Tunnel to remote gateway for servers?

So I’m looking for some opinions, and experiences from others that might have done this.

A little background. In Canada our internet providers are frankly in trouble. We used to a bunch of independent companies that were very customer focused, and often would provide static subnets , even to residential customers. Recently thanks to the government sticking their nose in the middle of things and messing things up, the independent companies are dropping like flies.

So in my case I have 2 connections at home both with static ips and I enjoy running a few servers for my own use. When my providers eventually get swallowed up I fear that I’m going to loose my static ip’s. The odd thing is that I will loose the ip’s but I will gain fiber . So from 50meg DSL to 1.5Gig Fiber.
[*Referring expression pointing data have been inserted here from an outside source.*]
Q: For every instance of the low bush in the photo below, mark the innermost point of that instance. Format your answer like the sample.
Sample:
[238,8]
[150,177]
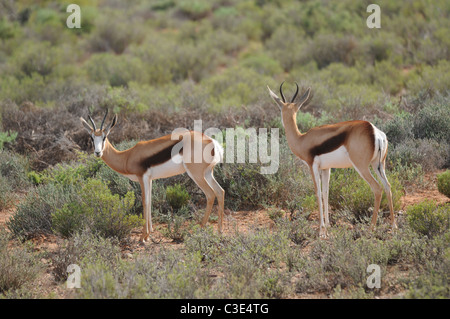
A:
[19,266]
[428,153]
[6,195]
[349,192]
[83,249]
[428,219]
[443,183]
[177,196]
[34,214]
[99,210]
[14,168]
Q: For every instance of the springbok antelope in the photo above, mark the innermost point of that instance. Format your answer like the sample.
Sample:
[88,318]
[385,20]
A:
[341,145]
[149,160]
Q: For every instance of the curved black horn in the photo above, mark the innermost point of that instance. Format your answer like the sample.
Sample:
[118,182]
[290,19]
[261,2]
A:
[295,95]
[92,121]
[281,92]
[104,118]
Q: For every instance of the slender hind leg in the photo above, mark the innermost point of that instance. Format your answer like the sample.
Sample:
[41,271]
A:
[146,227]
[315,173]
[379,169]
[218,191]
[325,180]
[364,172]
[197,173]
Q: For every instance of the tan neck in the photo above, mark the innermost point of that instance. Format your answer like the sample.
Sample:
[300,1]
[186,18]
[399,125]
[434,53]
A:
[293,135]
[114,158]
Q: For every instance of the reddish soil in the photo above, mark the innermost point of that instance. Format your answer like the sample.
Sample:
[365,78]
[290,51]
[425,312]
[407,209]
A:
[241,221]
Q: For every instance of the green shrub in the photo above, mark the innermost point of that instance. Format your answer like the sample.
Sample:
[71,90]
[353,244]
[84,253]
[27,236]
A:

So I’m thinking what about a tunnel to a remote host to get to my static public ips. Essentially a remote gateway and do the NAT there to get to the public ips’.

Here’s s picture

image770×673 38.1 KB

To try and cover everything yes cloud servers would work but I enjoy having the flexibility of having them locally, and I’m going to be paying for the local internet anyway, and the cloud vpn host would be minimal and cheaper than having all my hosts in the cloud.

The idea of a tunnel sort of worries me, but When I think about it, in Canada our DSL is PPPOE and the back end has tunnels to the providers, so essentially my traffic is on a tunnel either way, the only difference is that my tunnel would be on the internet side which of course is not a guaranteed service (across the internet anyway).

One of my current providers has also offered to do the VPN tunnel to their infrastructure for me right now so which is great for now, but if they eventually don’t survive I’d like to have a plan b in my pocket, and do it myself.

Ok I think that’s enough to get things started…

Thoughts ?

Options:

1. Tailscale litterally takes minutes to set up between two devices, has a free tier, will traverse level of NAT, does not require open ports.
2. There are litterally 100’s of free tier DynamicDNS providers to allow you to connect to a dynamic IP via a hostname.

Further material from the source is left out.